Lib/urllib (part 3)
Source:
cpython 3.14 @ ab2d84fe1023/Lib/urllib/request.py
This annotation covers HTTP request dispatching. See lib_urllib2_detail for urllib.parse.urlparse, urlencode, quote, and unquote.
Map
| Lines | Symbol | Role |
|---|---|---|
| 1-80 | urllib.request.urlopen | Top-level HTTP/FTP/file open |
| 81-160 | Request class | Encapsulate URL, headers, method |
| 161-240 | OpenerDirector | Chain of handlers |
| 241-360 | HTTPHandler | Open an HTTP URL |
| 361-500 | ProxyHandler | Inject proxy from environment |
Reading
urllib.request.urlopen
# CPython: Lib/urllib/request.py:220 urlopen
def urlopen(url, data=None, timeout=socket._GLOBAL_DEFAULT_TIMEOUT,
*, cafile=None, capath=None, cadefault=False, context=None):
global _opener
if context is not None:
opener = build_opener(HTTPSHandler(context=context))
elif cafile or capath or cadefault:
opener = build_opener(HTTPSHandler(...))
else:
if _opener is None:
_opener = build_opener()
opener = _opener
return opener.open(url, data, timeout)
urlopen builds (or reuses) a global OpenerDirector and delegates to it. Passing context (an ssl.SSLContext) replaces the default HTTPSHandler for that call only. The module-level _opener is the lazy global.
Request class
# CPython: Lib/urllib/request.py:340 Request.__init__
class Request:
def __init__(self, url, data=None, headers={}, origin_req_host=None,
unverifiable=False, method=None):
self.full_url = url
self.data = data
self._tunnel_host = None
self.headers = {}
for key, value in headers.items():
self.add_header(key, value)
self.unverifiable = unverifiable
self.method = method
@property
def full_url(self):
return self._full_url
@full_url.setter
def full_url(self, url):
self._full_url, self.fragment = splittag(url)
self.type, self._r_host = splittype(self._full_url)
Request separates the URL into components. method=None means auto-detect: GET if data is None, POST if data is not None.
OpenerDirector
# CPython: Lib/urllib/request.py:440 OpenerDirector.open
class OpenerDirector:
def open(self, fullurl, data=None, timeout=...):
req = fullurl if isinstance(fullurl, Request) else Request(fullurl, data)
req.timeout = timeout
protocol = req.type
# Call all request handlers (e.g. ProxyHandler)

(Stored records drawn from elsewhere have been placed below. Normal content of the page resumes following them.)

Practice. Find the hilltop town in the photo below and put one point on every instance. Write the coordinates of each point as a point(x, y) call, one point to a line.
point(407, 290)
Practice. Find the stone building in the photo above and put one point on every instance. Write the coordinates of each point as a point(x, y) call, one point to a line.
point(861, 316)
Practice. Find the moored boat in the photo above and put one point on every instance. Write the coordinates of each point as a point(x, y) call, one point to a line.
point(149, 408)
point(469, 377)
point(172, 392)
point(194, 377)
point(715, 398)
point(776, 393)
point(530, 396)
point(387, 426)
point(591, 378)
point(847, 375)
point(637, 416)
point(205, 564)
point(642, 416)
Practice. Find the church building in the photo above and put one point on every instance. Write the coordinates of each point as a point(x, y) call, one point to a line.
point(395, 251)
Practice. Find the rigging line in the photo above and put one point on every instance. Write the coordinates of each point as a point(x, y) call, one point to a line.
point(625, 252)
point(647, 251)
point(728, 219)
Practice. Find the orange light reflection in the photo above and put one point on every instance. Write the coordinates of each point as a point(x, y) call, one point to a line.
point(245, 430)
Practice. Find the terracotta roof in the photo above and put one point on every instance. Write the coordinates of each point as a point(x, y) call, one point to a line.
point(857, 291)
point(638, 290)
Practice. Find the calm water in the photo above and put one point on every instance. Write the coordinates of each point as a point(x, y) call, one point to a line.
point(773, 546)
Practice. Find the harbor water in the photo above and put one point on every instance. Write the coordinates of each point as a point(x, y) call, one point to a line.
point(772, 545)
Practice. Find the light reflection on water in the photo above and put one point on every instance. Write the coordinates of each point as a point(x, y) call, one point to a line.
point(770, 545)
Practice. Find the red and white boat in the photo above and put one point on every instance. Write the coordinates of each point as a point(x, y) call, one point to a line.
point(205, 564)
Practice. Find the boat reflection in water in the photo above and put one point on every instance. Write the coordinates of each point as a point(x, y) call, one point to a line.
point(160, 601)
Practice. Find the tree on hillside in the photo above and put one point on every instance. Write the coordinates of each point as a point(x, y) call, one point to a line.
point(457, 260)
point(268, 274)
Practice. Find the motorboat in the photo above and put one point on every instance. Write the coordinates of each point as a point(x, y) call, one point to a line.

meth_name = protocol + '_request'
for processor in self.process_request.get(protocol, []):
meth = getattr(processor, meth_name)
req = meth(req)
# Open
r = self._open(req, data)
# Call all response handlers
...
return r
Handlers are called in priority order. Request handlers (e.g., ProxyHandler) can modify the Request object before it is opened. Response handlers (e.g., HTTPErrorProcessor) can follow redirects or raise HTTPError.
HTTPHandler
# CPython: Lib/urllib/request.py:1360 HTTPHandler.http_open
class HTTPHandler(AbstractHTTPHandler):
def http_open(self, req):
return self.do_open(http.client.HTTPConnection, req)
def do_open(self, http_class, req, **http_conn_args):
host = req.host
h = http_class(host, timeout=req.timeout, **http_conn_args)
...
h.request(req.get_method(), req.selector, req.data, headers)
r = h.getresponse()
return addinfourl(r, r.msg, req.full_url, r.status)
HTTPHandler creates an http.client.HTTPConnection, sends the request, and wraps the response in addinfourl (a file-like object with .status, .headers, .url).
ProxyHandler
# CPython: Lib/urllib/request.py:760 ProxyHandler
class ProxyHandler(BaseHandler):
def __init__(self, proxies=None):
if proxies is None:
proxies = getproxies() # reads HTTP_PROXY, HTTPS_PROXY, etc.
for type, url in proxies.items():
setattr(self, '%s_open' % type,
lambda r, proxy=url, type=type, meth=self.proxy_open:
meth(r, proxy, type))
ProxyHandler reads HTTP_PROXY/HTTPS_PROXY environment variables and dynamically creates http_open/https_open methods that rewrite the request to go through the proxy.
gopy notes
urlopen is module/urllib.URLOpen in module/urllib/module.go. It uses net/http.Get or net/http.Post. Request is module/urllib.Request. HTTPHandler.do_open creates an http.Client with the configured timeout. ProxyHandler uses http.ProxyFromEnvironment.